On Friday -- the best day of all for making embarrassing announcements, in the hope that they'll be lost in the weekend news lull -- the EPA delayed its approval iodomethane, a toxic chemical slated for use as a pesticide.
The agency didn't explain the delay, but their announcement came several days after 54 scientists, including six Nobel Prize winners, wrote a scathing letter to EPA head Stephen Johnson. The text of the letter (pdf) is quoted below. If you want to skip it and go straight to the end of the post, the takeaway is this:* iodomethane warps DNA, scares chemists, and causes brain damage and cancer and kills fetuses -- and that's at the exposure levels you're about to approve -- so what on God's green earth are you THINKING?*
Now, it might seem that I'm being unfair to the EPA: after all, they got the letter, realized their mistakes, and did the responsible thing.

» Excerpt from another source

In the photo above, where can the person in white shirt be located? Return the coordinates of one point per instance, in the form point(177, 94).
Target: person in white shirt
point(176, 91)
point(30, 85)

But not really. As detailed by the Center for Science in the Public
Interest, the letter was written at the last minute after government scientists anonymously told the Pesticide Action Network that their bosses had instructed them to hush up the iodomethane approval. EPA officials knew their consideration of the chemical would be controversial, as they'd actually tried to have it approved a year ago, only to give up after a backlash from public health activists, California's EPA and its own scientists.
Stephen Johnson is, hands down, the worst EPA commissioner ever. And when he leaves office -- with a police escort, preferably, glowering and shouting, "I would have gotten away with it, too, if it hadn't been for those meddling scientists!" -- I'm going to have a party, and you're all invited.
U.S. Delays Approval of Farm Pesticide [Associated Press]
*Common sense disclaimer: Stephen Johnson, pictured in the photograph above, did not actually say those words. If you don't get the reference, at the end of every episode of Scooby Doo, the thwarted villain exclaimed "I would have gotten away with it, too, if it hadn't been for those meddling kids."